Alden turned on her almost belligerently.

“Don’t you know what bank stocks have been doing in the last ten years?” he inquired angrily. “Since Father made that will the estate’s doubled. In nineteen-fifteen the residue was worth about fifty thousand dollars. And now your children are going to come into a cool three million⁠—or nearly that.”

He stopped abruptly. He stared, astonished, at Jane’s horrified face.

“Stephen,” she said faintly, “Stephen⁠—that’s not true, is it?”

Stephen nodded gravely.

“It’s rather rough on Alden⁠—and on Silly, too, of course.”

Then he, too, stopped, for Jane had suddenly begun to cry.

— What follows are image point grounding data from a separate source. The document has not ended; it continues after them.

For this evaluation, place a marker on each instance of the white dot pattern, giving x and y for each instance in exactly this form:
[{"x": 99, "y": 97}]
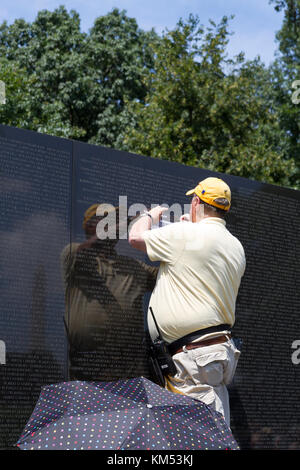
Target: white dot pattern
[{"x": 126, "y": 414}]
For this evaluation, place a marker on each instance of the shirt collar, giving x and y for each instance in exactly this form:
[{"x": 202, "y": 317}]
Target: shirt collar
[{"x": 213, "y": 220}]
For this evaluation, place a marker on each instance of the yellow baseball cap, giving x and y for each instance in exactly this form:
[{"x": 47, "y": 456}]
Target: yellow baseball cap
[{"x": 213, "y": 191}]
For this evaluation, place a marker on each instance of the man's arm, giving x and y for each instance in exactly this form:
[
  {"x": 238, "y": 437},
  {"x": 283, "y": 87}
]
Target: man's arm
[{"x": 143, "y": 224}]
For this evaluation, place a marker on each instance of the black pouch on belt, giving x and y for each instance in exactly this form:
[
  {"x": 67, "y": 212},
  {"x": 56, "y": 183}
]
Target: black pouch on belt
[{"x": 161, "y": 361}]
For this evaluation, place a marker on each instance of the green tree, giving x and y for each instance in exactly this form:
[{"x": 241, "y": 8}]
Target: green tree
[
  {"x": 14, "y": 112},
  {"x": 206, "y": 110},
  {"x": 286, "y": 71},
  {"x": 80, "y": 82}
]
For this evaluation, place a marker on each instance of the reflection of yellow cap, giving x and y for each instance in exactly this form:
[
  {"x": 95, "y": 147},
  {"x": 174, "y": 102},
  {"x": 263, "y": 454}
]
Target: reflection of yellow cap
[
  {"x": 213, "y": 191},
  {"x": 91, "y": 212}
]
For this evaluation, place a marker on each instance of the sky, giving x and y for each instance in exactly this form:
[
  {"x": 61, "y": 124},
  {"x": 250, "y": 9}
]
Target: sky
[{"x": 254, "y": 25}]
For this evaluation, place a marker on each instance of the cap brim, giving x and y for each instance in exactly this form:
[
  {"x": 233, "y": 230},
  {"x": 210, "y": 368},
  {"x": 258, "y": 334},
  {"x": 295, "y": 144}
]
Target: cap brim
[{"x": 190, "y": 192}]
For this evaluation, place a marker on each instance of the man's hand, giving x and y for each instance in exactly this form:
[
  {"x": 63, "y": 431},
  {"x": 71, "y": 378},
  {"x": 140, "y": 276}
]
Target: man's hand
[
  {"x": 143, "y": 224},
  {"x": 157, "y": 212},
  {"x": 185, "y": 218}
]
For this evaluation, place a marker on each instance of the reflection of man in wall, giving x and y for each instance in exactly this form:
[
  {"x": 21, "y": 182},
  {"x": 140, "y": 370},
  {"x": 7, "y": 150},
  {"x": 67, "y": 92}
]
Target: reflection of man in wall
[
  {"x": 104, "y": 305},
  {"x": 201, "y": 266}
]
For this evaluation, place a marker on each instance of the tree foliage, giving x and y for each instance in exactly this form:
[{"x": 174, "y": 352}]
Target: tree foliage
[
  {"x": 177, "y": 96},
  {"x": 286, "y": 71},
  {"x": 80, "y": 82},
  {"x": 199, "y": 115}
]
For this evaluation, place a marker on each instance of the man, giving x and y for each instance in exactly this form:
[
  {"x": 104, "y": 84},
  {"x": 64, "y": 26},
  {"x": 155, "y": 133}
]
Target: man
[
  {"x": 104, "y": 298},
  {"x": 201, "y": 266}
]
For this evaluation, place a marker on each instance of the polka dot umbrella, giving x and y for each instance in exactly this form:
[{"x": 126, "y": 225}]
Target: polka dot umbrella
[{"x": 126, "y": 414}]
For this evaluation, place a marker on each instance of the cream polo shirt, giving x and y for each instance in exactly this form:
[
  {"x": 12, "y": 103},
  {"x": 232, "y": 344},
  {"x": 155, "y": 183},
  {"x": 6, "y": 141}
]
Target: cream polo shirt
[{"x": 201, "y": 266}]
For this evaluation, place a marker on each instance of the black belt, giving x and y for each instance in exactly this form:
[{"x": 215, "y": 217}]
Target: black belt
[{"x": 179, "y": 343}]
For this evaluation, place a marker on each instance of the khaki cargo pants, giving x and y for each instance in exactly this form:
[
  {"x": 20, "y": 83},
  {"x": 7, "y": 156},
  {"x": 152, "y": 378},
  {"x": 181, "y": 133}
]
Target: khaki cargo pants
[{"x": 204, "y": 374}]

“Oh, Stephen⁠—Stephen⁠—can’t anything be done?”

“I’m afraid not, darling.” His arms were around her. She was sobbing rather wildly.

“Don’t take it like that, Jane,” said Alden kindly. He pulled himself together. “It⁠—it’s not so very important.”

“You don’t know!” cried Jane. “You don’t know⁠—anything about it!”

Alden let that insult pass unchallenged. He was rapidly revising his opinion of his sister-in-law. She had never seemed to him an hysterical woman. But this stroke of luck had quite unbalanced her.

“You don’t know anything!” she kept repeating. “You don’t know anything, either of you! You don’t know anything at all!”

II

On looking back on the first few weeks that followed her father-in-law’s death, Jane was always most impressed by the astounding efficiency of her children. The explosive efficiency of her children. Jane felt as if the dead hand of Mr. Carver had pulled the corks from the three bottles of extremely effervescent champagne. Event followed event with catastrophic rapidity.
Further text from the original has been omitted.